Adel Abdul-Mahdi made the remarks on Sunday, stressing that Iraq seeks to move beyond its current arrangement with Syria. However, he did not get into more details.
He went on to say that top security officials from Baghdad met Syrian President Bashar al-Assad in Damascus in a bid to “gain the initiative against Daesh.”
US President Donald Trump announced this month that he had decided to withdraw the approximately 2,000 US troops in Syria.
Iraqi warplanes and artillery have pounded Daesh positions inside Syria in the past, after getting the green light from Syrian authorities.
Earlier on Sunday, it was reported that Syrian President al-Assad has allowed Iraqi fighter jets to conduct airstrikes against the positions of the Daesh Takfiri terrorist group in the war-ravaged country without waiting to be granted formal authorization for the assaults.
A high-ranking Iraqi official, speaking on condition of anonymity, told Russia’s RT Arabic television news network that Iraqi warplanes will be able to enter the Syrian airspace and bombard Daesh sites under Assad’s directives.

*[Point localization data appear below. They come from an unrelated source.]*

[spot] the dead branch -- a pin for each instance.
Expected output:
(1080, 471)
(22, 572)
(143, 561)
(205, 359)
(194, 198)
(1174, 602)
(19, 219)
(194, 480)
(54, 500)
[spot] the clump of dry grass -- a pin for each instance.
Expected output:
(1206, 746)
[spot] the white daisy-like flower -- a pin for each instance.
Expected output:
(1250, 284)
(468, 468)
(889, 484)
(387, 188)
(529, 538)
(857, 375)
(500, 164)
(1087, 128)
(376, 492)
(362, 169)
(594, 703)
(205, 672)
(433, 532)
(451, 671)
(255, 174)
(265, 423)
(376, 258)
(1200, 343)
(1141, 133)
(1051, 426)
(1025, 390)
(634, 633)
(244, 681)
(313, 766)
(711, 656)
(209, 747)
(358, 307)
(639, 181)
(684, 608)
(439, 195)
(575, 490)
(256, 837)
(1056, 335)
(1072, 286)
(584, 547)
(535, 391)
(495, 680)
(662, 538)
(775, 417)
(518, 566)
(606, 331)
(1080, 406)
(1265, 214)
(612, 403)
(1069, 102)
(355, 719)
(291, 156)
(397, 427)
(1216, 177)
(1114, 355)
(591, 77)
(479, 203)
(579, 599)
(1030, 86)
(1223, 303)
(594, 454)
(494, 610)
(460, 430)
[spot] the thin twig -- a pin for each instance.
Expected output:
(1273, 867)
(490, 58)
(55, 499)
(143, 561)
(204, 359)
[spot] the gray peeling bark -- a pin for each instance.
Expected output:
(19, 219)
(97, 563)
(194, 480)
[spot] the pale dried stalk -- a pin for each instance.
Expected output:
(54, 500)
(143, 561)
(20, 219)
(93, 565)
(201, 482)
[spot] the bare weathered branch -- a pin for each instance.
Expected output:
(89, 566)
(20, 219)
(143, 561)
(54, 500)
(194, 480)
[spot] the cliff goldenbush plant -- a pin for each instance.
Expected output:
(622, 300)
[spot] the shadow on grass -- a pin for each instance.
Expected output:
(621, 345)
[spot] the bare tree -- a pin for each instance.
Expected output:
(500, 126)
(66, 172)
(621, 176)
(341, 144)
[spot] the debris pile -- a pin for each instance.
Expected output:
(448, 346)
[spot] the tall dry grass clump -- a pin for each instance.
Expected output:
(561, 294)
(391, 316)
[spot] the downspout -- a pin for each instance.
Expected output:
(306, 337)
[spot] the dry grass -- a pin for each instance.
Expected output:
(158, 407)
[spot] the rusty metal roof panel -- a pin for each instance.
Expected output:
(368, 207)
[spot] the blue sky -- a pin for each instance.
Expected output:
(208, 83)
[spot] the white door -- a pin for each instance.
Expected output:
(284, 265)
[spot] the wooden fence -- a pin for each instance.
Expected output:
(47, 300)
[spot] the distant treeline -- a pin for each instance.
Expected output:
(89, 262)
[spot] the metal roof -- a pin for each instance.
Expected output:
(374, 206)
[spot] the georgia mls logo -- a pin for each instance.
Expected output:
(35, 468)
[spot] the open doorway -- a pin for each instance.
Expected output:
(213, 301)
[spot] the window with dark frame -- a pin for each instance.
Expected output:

The Iraqi official, however, highlighted that the Syrian president has demanded the Baghdad government to inform Syrian authorities before launching any aerial raid.
On December 12, the media bureau of Iraq’s Joint Operations Command (JOC) said in a statement that Iraqi military aircraft had carried out two separate airstrikes against members of the Daesh Takfiri terrorist group in Syria’s eastern province of Dayr al-Zawr.
The statement noted that the fighter jets targeted a meeting of Daesh Takfiris in al-Susah town, which lies in Abu Kamal district of the province, leaving 30 terrorists dead.
Another air raid destroyed a militant hideout in the same Syrian town, killing 14 Daesh terrorists.
Iraqi authorities have on occasions stated that they work closely with the Syrian government to monitor and target terrorist targets based on the efforts of intelligence and information departments of the security coordination committee formed between Baghdad, Damascus, Tehran and Moscow years ago, as well as coordination with the so-called US-led anti-Daesh coalition.
“If we perform a strike, we will coordinate with the international coalition, the joint security center and all the relevant parties. As we work together, we follow the principle of partnership to ensure safety and harmony between allies,” former Iraqi Ministry of Defense spokesman Tahseen al-Khafaji said in April.